When Lennox comes to apologize to him, Palmer asks Lennox if he has any information over Daniels that might have caused the abrupt withdrawal of his affidavit. Lennox tells Palmer, that his job is to inform and protect him and that those goals do not always go hand in hand.
Despite regaining his office, Palmer's health continues to deteriorate from the combined effects of the assassination attempt, his early removal from his coma, and the excessive use of adrenaline.
During a meeting with the ambassador, Palmer suggests that they shoot one of the renegade general's sons in front of him, in order to force his cooperation. The ambassador argues that his nation could not possibly sanction that type of behavior, but Palmer counters that his country does much worse to political opposition. The ambassador reluctantly agrees. Wayne soon unexpectedly dismisses the ambassador, and orders Lennox to lock the door, as he gasps for breath. “No one can know,” he wheezes as he collapses onto the floor. The White House doctor soon arrives and refuses to give Wayne any more adrenaline. Wayne refuses medical help, and goes back to work. Lennox again confronts him and urges him to seek medical attention, but Palmer refuses; he knows Daniels would only see it as another chance to steal the Presidency. Lennox explains that this will not happen again, due to the evidence he has over Daniels.

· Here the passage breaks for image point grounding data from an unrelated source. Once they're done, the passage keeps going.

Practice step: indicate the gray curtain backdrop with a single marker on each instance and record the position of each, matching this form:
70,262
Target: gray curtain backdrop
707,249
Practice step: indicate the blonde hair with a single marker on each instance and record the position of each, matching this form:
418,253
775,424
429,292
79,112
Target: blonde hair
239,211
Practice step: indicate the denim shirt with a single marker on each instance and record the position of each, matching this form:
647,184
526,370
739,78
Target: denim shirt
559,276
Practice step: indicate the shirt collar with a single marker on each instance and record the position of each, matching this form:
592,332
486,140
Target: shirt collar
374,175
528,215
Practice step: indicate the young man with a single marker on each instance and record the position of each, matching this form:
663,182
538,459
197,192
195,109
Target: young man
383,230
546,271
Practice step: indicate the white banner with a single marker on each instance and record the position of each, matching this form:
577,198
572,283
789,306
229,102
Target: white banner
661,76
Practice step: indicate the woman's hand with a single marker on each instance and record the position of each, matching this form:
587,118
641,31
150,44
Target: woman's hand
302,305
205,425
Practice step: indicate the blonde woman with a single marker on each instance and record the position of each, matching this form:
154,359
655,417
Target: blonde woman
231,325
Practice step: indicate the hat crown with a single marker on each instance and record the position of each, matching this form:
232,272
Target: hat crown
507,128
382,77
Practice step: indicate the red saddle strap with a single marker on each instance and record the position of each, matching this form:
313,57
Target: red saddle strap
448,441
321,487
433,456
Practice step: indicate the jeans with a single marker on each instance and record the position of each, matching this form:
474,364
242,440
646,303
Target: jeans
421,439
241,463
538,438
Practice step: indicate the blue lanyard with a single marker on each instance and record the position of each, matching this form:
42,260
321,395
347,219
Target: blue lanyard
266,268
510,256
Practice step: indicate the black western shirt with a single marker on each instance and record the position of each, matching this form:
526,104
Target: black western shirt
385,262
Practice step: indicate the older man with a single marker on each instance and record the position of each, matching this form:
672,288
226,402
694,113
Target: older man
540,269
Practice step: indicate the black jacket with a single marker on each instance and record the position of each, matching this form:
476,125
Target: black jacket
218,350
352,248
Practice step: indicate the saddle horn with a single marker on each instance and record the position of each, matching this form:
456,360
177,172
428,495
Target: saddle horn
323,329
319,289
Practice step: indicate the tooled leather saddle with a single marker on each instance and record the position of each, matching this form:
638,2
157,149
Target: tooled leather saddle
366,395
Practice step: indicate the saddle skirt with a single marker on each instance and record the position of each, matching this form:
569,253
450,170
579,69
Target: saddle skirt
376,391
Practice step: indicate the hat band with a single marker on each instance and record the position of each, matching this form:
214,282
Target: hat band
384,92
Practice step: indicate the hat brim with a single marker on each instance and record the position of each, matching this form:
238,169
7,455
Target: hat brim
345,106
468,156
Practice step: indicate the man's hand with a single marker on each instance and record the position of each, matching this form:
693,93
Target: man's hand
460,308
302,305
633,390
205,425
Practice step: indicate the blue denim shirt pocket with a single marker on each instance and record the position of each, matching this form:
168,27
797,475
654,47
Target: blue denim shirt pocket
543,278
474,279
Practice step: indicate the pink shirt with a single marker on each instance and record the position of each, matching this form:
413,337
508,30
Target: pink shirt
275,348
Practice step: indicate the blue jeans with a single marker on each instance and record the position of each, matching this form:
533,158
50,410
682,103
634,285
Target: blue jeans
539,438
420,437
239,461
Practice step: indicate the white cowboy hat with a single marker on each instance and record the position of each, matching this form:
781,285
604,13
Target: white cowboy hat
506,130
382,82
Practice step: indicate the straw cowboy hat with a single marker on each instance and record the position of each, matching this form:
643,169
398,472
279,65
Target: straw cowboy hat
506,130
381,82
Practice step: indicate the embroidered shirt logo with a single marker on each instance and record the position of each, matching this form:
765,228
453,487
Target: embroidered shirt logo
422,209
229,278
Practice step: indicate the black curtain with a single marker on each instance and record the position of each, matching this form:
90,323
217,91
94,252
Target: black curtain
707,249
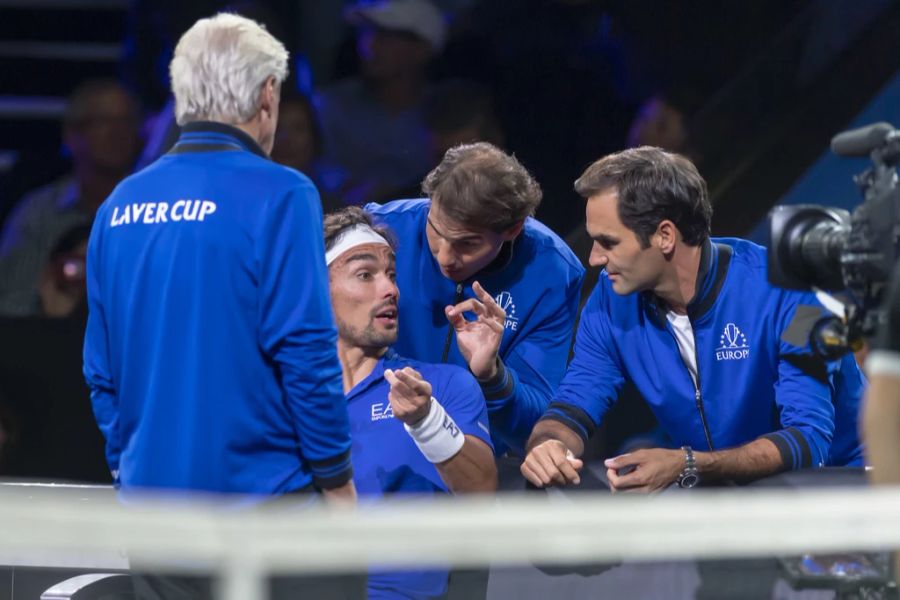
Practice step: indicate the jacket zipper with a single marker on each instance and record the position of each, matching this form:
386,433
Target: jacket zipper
449,339
698,397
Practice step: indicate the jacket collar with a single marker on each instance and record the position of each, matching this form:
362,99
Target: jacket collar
211,136
387,360
714,261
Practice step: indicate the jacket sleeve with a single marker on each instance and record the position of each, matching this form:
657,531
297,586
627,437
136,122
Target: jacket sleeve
529,374
803,395
297,329
594,379
97,367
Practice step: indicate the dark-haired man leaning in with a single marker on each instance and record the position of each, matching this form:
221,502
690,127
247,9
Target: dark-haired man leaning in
473,250
417,427
695,325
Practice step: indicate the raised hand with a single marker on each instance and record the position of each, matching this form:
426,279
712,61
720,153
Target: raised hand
410,395
478,340
551,463
644,471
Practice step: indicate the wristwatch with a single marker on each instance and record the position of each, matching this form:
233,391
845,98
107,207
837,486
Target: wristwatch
689,476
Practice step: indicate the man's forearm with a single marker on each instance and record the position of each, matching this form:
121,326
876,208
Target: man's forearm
472,469
751,461
881,428
549,429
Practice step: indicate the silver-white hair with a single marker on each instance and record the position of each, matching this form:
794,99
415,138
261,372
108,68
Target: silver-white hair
219,67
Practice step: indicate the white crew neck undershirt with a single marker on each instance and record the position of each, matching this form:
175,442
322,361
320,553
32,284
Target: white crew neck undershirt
684,335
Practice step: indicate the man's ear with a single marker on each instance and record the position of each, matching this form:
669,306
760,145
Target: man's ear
514,231
268,96
666,236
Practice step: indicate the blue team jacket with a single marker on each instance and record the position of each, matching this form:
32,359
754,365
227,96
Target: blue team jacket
386,461
210,348
751,382
536,279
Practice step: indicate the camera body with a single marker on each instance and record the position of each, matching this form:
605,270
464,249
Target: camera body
831,250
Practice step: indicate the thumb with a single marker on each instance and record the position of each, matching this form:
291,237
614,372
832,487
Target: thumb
576,463
617,462
456,319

When Palmer learns that the nukes have been apprehended, he orders preparations to be made for a press conference and the removal of operations from the bunker and back to the West Wing. He even refuses to wait for an assessment of the situation by the Secret Service. In the Oval Office, Palmer orders Daniels to resign, because he cannot run the country with Daniels undermining his authority. Daniels initially refuses, citing that the Vice President is an elected official and can’t be dismissed by the whim of the President. Palmer reminds him of the tape recording that Lennox acquired. Palmer allows him one week to tender his letter of resignation. At this time, Palmer also authorizes Bauer's mission to rescue Audrey, in spite of the potentially devastating consequences, should the mission go awry.
Palmer announces to the press that Fayed is dead and that the suitcase nukes have been recovered. He thanks law enforcement and the Armed Services, but starts to struggle with his memory during the press questions and stammers. Suddenly, he faints. His doctors suspect cerebral hemorrhage, and they do not think he will regain consciousness. Daniels assumes the powers of President, and Palmer does not appear in the remainder of the season, presumed still in his coma. Yuri Suvarov, the Russian president, says that he wishes the best for Palmer.
Some material released as promotion of 24 (Season 7) revealed that Wayne Palmer died of his injuries shortly after the end of Season 6. Noah Daniels concluded Palmer's term, but ultimately failed to win the general election against Republican Allison Taylor.